図3,4に示されるように、原動部20は、運転座席8が取付けられた座席支持台22よって形成されるエンジンルーム23を備えている。座席支持台22は、運転座席8が取り付けられた天板部22aと、天板部22aの前部から下向きに延びエンジン21を前方から覆う前壁部(図示せず)と、を有している。
【0027】
図1,2,3,4に示されるように、エンジンルーム23に、エンジン21が設けられている。エンジン21は、クランク軸(図示せず)が機体横幅方向に沿う状態で設けられている。エンジン21よりも機体横外側にエンジン冷却用のラジエータ25が設けられている。ラジエータ25は、機体フレーム1に立設された支持枠26に支持されている。ラジエータ25とエンジン21との間に、冷却ファン27、および、ファンシュラウド30が設けられている。ファンシュラウド30は、ラジエータ25に支持されている。ラジエータ25に対してエンジン21が位置する側とは反対側の箇所に、エンジン21に供給される燃焼用空気の冷却を行うインタークーラ28および、空調用のコンデンサアッシ(図示せず)が設けられている。ラジエータ25よりも機体横外側に防塵ケース29が設けられている。なお、
図1では、ラジェータ25を、
図3では、冷却ファン27を、便宜上、削除している。
【0028】
図3,4,5,6に示されるように、冷却ファン27は、ファンシュラウド30に備えられたファン開口31(
図7参照)に位置する状態でエンジン21の支持部21aに回転可能に支持されている。冷却ファン27は、冷却ファン27のプーリ部とエンジン21の出力プーリ21bとに巻回された無端回動ベルト21cを介してエンジン21によって駆動され、エンジンルーム23の外気を防塵ケース29に備えられた上下3段の除塵部材付きの吸気開口部29a(
図1参照)を介してエンジンルーム23の内部に吸引して冷却風を発生させ、発生した冷却風をラジエータ25に導入するように構成されている。
【0029】
防塵ケース29は、防塵ケース29の後部に備えられたヒンジ部29b(
図1,3参照)を介して支持枠26に支持されている。
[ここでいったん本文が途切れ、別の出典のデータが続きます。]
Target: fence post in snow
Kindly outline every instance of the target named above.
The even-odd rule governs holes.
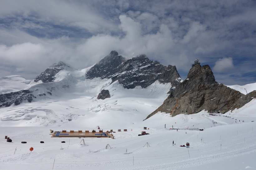
[[[52,169],[53,169],[53,167],[54,166],[54,163],[55,162],[55,159],[54,159],[54,161],[53,161],[53,165],[52,166]]]

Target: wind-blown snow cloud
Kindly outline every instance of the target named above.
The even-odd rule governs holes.
[[[175,65],[183,79],[198,58],[201,65],[214,66],[220,83],[256,81],[251,73],[256,72],[253,1],[1,3],[0,76],[33,79],[60,60],[84,68],[115,50],[128,58],[145,53],[164,65]],[[220,58],[229,58],[230,67],[218,67]],[[232,64],[235,71],[226,72]]]

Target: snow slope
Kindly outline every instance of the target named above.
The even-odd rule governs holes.
[[[72,90],[0,109],[0,169],[256,169],[255,99],[225,114],[158,113],[143,121],[162,103],[170,85],[127,89],[108,80],[67,75],[75,78]],[[103,88],[111,97],[98,100]],[[115,139],[85,138],[83,145],[83,139],[49,135],[49,129],[84,131],[98,125],[116,131]],[[138,136],[142,131],[150,134]],[[179,146],[187,142],[190,148]]]

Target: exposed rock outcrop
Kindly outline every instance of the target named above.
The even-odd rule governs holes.
[[[87,71],[86,78],[111,78],[111,83],[118,80],[127,89],[136,86],[147,87],[157,80],[170,82],[176,86],[182,80],[175,66],[164,66],[150,60],[146,55],[139,55],[125,61],[125,58],[112,51]]]
[[[172,116],[195,113],[204,109],[225,113],[241,107],[255,97],[255,91],[245,95],[215,81],[209,65],[195,64],[187,79],[172,89],[163,103],[146,119],[158,112]]]
[[[71,68],[70,66],[60,61],[58,62],[55,63],[49,67],[45,71],[37,76],[34,81],[35,82],[37,82],[41,80],[43,83],[52,82],[55,80],[56,77],[55,76],[57,73],[60,70],[67,68]]]
[[[99,94],[97,99],[104,100],[107,98],[110,98],[110,97],[109,91],[108,90],[103,90]]]

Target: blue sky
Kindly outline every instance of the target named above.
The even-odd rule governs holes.
[[[113,50],[175,65],[196,58],[225,85],[256,82],[256,2],[0,1],[0,77],[34,78],[61,60],[91,66]]]

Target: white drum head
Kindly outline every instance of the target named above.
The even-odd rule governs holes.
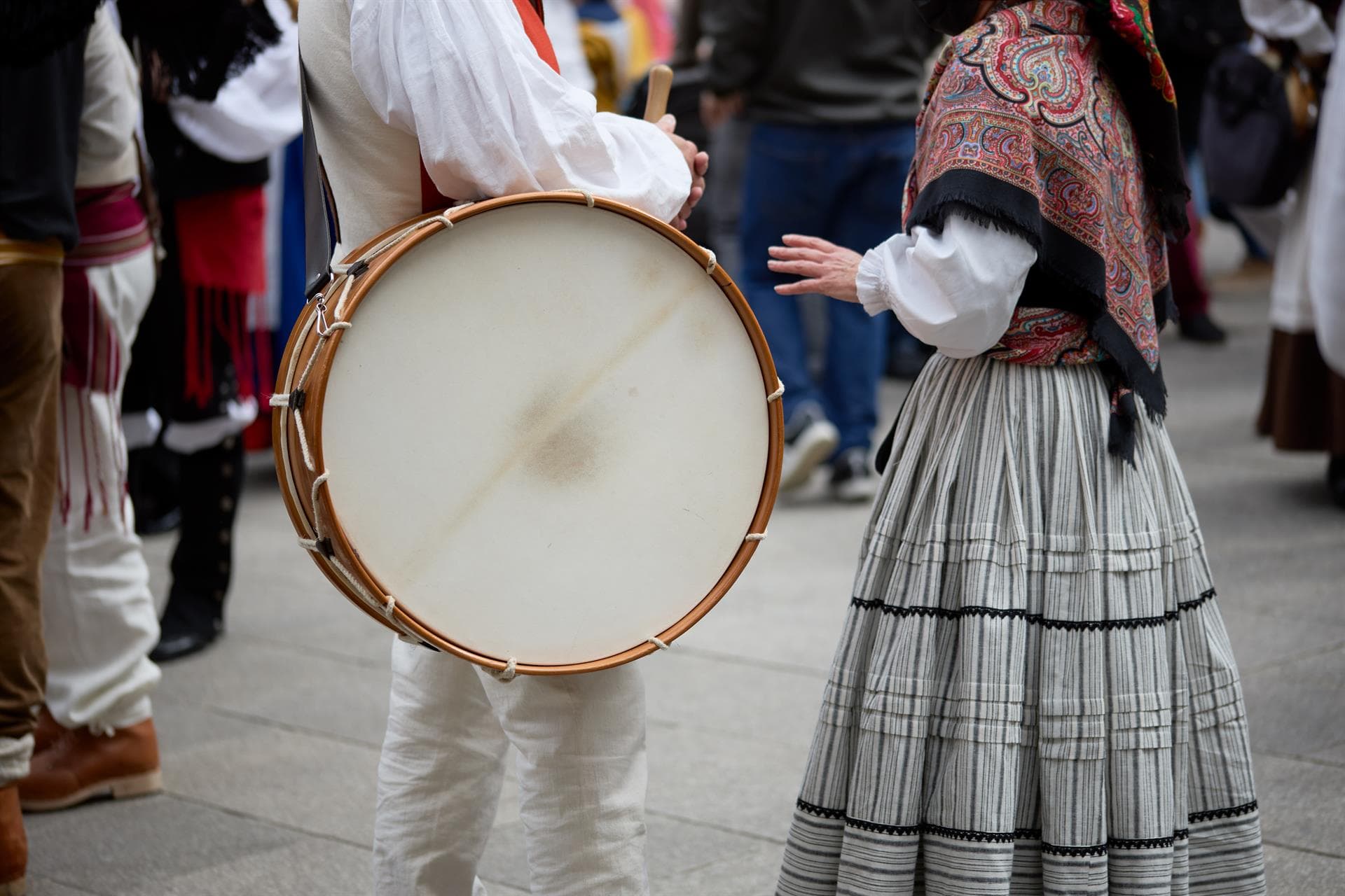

防塵ケース29は、ヒンジ部29bの機体上下方向に沿う開閉軸芯を揺動支点してエンジンルーム23を機体横外側から覆う閉じ状態と、エンジンルーム23の覆いを解除する開き状態とに亘って揺動可能な状態で支持枠26に支持されている。
【0030】
〔ファンシュラウド〕
ファンシュラウド30は、
図3,4,5,6に示されるように、冷却ファン27が位置する円形形状のファン開口31(
図7参照)を有する状態でエンジン21とラジエータ25との間に設けられ、ラジエータ25に支持されるように構成されている。
【0031】
図7,8に示されるように、ファンシュラウド30のファン開口31を形成する縁部37は、ファン開口31の機体後方側部分31rを形成する第1縁部37aと、ファン開口31の機体前方側部分31fを形成する第2縁部37bとに分割されている。ファンシュラウド30は、第1縁部37aを含む第1分割ファンシュラウド30Aと、第2縁部37bを含む第2分割ファンシュラウド30Bと、に分割されている。第1分割ファンシュラウド30Aは、樹脂材を成形することによって作製されており、いわゆる樹脂製である。第2分割ファンシュラウド30Bは、板金を成形することによって作製されており、いわゆる板金製である。ファンシュラウド30には、熱などによる変形が生じ難い性状が板金製の第2分割ファンシュラウド30Bによって備えられ、重さが軽い性状が樹脂製の第1分割ファンシュラウド30Aによって備えられる。
【0032】
図7,8に示されるように、第1分割ファンシュラウド30Aに、冷却ファン27の回転軸芯Zに沿う方向視において回転軸芯Zを中心とする放射状に並ぶ複数のリブ40が備えられている。第1分割ファンシュラウド30Aは、複数のリブ40によって補強されている。本実施形態では、複数のリブ40は、第1分割ファンシュラウド30Aのラジエータ側とは反対側の側面に設けられているが、リブ40は、第1分割ファンシュラウド30Aのラジェータ側の側面に設けることが可能である。
【0033】
図7,8に示されるように、ファンシュラウド30は、回転軸芯Zに沿う方向視における第1分割ファンシュラウド30Aの面積が回転軸芯Zに沿う方向視における第2分割ファンシュラウド30Bの面積よりも大きくなるように構成されている。
【0034】
図7に示されるように、ファンシュラウド30は、回転軸芯Zに沿う方向において四角形形状に形成されている。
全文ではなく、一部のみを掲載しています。